Well, for instance, when I was reading Lionel Kearns's work from the
sixties-through-eighties, it struck me that some of the work was speculative
about futures that could still happen but haven't. It is forward-looking
writing. 'On Lionel Kearns' is a look back at a forward-looking poet; we see
him looking at us and into the future. Yet the poems are anchored in the
sixties-through-eighties via all sorts of details belonging to that time.

> In traditional, structuralist narrative theory you got the distinction
> narration time/narrated time. A theory that is more towards
> reception of the
> literary work adds 'reading time' to those time dimensions, as a required
> condition for the existence of the other two. Those theories
> generally lead
> to a historic, procedural interpretation of a text, making for a different
> Shakespeare sonnet depending on when one reads it.

Sure. Meaning is constructed by us, so that will change, over time.

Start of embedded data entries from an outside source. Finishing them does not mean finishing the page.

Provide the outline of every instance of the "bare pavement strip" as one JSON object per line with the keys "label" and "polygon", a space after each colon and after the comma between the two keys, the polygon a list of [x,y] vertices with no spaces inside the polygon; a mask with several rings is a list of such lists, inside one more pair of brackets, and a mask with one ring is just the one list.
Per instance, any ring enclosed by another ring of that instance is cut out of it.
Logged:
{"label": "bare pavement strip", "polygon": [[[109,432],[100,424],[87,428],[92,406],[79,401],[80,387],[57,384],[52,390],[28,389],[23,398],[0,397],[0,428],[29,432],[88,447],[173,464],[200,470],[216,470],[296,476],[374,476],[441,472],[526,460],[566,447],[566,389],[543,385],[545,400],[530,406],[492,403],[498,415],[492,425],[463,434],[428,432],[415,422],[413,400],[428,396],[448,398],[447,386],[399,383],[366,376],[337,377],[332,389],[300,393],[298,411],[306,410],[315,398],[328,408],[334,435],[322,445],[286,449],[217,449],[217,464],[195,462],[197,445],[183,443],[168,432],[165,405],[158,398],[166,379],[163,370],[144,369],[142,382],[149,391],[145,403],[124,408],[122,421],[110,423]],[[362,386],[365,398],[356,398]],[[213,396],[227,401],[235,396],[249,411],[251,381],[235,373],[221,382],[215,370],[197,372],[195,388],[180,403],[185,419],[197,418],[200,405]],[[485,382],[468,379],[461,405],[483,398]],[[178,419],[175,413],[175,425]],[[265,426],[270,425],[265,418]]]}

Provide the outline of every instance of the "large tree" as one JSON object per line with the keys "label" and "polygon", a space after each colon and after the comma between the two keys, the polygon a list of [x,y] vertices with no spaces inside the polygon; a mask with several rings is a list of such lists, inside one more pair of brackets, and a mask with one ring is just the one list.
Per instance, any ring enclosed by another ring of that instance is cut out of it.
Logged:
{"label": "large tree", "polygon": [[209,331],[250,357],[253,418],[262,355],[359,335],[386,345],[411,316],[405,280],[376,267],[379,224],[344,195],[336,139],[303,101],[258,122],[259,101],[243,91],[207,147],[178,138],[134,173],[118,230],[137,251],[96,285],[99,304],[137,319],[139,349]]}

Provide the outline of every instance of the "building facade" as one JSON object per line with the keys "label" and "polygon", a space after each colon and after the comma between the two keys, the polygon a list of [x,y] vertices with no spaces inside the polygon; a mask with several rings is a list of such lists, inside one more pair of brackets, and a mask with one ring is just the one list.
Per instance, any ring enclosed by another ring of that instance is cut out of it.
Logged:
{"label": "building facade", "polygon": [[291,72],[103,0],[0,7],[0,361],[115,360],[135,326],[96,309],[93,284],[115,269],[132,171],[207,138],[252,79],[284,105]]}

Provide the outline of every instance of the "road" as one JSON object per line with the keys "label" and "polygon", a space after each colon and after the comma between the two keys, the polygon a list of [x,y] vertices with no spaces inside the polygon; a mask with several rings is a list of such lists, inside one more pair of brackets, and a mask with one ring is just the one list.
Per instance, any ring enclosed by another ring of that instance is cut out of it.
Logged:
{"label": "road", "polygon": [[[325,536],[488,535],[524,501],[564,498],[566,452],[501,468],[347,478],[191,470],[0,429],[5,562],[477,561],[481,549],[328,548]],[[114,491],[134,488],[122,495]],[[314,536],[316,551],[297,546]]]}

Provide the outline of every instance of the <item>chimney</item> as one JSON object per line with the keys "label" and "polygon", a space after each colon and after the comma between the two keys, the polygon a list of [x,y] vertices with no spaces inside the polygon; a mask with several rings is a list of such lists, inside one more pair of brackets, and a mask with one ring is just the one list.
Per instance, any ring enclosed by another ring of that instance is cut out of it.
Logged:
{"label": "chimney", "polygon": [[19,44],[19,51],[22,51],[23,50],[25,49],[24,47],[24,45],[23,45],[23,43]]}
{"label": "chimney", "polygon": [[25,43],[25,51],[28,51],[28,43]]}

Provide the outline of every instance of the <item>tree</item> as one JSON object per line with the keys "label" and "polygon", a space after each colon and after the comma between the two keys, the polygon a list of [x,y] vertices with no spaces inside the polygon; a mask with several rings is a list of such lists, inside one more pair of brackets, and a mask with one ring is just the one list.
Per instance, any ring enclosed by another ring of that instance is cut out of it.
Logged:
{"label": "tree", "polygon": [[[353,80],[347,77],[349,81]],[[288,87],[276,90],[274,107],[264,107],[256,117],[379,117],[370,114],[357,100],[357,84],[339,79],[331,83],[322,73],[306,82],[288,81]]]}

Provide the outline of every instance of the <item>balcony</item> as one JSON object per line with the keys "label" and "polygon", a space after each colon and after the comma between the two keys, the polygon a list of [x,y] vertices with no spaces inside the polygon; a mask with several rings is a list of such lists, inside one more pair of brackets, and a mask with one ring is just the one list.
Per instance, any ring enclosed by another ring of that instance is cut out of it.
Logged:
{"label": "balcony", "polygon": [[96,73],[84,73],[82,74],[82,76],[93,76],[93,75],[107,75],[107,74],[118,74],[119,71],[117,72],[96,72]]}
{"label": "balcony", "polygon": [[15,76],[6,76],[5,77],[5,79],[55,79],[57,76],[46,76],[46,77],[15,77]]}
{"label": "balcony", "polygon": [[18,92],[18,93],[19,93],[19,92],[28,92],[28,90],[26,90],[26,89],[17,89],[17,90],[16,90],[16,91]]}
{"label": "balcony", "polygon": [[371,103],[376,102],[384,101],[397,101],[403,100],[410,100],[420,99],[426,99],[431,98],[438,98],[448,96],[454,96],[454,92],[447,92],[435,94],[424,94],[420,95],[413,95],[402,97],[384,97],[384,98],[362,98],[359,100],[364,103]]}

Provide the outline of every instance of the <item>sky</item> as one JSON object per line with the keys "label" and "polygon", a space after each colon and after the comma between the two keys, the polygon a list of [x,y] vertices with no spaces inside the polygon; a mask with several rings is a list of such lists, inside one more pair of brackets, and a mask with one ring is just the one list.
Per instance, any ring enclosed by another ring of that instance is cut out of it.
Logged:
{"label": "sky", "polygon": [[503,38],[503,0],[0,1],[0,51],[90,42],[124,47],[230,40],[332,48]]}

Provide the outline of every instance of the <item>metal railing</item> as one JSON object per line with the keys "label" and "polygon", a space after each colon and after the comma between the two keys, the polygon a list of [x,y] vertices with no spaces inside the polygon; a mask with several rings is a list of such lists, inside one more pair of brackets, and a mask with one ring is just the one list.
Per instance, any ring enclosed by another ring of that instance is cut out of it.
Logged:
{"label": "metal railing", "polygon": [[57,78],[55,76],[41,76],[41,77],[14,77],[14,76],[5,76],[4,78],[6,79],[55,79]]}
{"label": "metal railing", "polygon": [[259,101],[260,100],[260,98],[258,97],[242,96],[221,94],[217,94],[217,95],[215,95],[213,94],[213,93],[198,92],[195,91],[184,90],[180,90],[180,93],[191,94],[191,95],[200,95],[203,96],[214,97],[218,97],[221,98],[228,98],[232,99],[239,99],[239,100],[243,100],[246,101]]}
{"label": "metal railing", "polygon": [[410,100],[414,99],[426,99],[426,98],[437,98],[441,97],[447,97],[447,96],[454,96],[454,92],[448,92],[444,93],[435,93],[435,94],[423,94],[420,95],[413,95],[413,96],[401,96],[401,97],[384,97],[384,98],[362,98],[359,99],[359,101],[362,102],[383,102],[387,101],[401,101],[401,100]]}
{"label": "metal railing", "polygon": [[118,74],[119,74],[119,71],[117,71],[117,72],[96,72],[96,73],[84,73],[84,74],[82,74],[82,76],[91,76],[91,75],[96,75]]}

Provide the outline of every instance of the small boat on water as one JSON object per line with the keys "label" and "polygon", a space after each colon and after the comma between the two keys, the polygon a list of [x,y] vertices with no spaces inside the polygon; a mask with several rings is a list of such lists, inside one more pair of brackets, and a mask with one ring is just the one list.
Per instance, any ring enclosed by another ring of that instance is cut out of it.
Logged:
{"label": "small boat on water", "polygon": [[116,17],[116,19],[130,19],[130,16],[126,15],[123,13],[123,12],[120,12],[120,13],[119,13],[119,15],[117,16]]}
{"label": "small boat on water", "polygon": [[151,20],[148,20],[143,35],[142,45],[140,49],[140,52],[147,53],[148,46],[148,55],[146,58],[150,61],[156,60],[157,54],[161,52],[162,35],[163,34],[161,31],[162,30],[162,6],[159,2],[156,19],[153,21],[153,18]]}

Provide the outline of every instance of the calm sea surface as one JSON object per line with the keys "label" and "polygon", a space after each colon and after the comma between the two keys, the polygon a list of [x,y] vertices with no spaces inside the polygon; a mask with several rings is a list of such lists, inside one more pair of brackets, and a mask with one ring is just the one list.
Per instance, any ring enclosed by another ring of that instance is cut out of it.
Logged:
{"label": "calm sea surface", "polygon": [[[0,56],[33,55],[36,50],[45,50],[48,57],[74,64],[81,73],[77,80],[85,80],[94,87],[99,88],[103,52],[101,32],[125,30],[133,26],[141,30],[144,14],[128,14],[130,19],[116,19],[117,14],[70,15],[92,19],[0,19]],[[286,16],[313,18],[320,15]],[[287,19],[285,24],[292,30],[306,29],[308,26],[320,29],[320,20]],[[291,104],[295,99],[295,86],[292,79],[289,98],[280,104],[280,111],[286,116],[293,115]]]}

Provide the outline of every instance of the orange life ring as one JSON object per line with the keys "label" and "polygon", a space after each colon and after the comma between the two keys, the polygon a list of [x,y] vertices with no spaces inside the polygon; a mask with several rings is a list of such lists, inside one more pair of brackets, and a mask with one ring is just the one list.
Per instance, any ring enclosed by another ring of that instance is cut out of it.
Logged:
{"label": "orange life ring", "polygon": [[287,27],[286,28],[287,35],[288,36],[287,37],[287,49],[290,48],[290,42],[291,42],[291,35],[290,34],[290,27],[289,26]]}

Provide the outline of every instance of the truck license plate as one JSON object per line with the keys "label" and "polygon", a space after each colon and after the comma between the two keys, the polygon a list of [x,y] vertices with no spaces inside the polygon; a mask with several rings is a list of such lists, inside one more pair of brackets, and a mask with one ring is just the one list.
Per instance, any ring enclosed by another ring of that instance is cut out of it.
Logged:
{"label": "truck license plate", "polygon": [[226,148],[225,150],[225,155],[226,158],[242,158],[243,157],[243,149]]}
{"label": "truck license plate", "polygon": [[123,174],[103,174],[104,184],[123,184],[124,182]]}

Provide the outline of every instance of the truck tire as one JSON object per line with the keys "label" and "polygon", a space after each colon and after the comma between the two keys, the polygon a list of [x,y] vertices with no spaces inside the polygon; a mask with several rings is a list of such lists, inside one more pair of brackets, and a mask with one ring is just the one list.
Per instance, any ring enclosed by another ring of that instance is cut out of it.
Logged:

> A piece of digital writing would add runtime to that, effectively
> including
> the hardware into its timeframe and expanding the reading
> experience beyond
> the visual at the cost of binding it to the hardware it was written for. I
> see you taking a turn for the positive here, claiming a magical HG Wells
> quality for digital writing because of its fragility. Runtime as a future
> actualisation of creation time, making a sort of handler for a reverse
> engeneering process to get back there. Restoring the place, as it were.

I wasn't thinking specifically of digital literature, actually, as time
machines. When I studied literature of previous eras, time portals there
too. Mediated via the book material but more generally through the language.
My experience of previous eras is mostly through books (and of course the
magical mythic outlines of my own past (in my head)). Though my visit to
England was wonderful in that sense of history not only via the book but the
museum, for instance, and some of the architecture. As is commmonly noted,
Europeans have a different sense of history than in North America. Where I
live, *evident* history is the land, the forests, the environment, and the
indigenous cultures. Not western culture/history. That is sort of who I am,
but it is a mere blip on the land here, impermanent and slated for disaster.

Computer art is time-based, but not linear time. The timeline versus the
flowchart. I talked with a guy recently who is working with others on a
project "to kill Max", to make a better Max. He says at the heart of the
program is concern with time, with timing, with synchronization, etc.
Thinking about what he said, it seems the same could be said of Director,
for instance. At the heart of Director is a way of carving up time into
"frames" in the "Score" (timeline) and assigning processing times/order to
any code that is run and any screen updates.

I think the "magical HG Wells quality…of digital writing" is yours, Dirk.
We are always in the moment but we have memory and imagination, and need to
refer to the past and imagine the future.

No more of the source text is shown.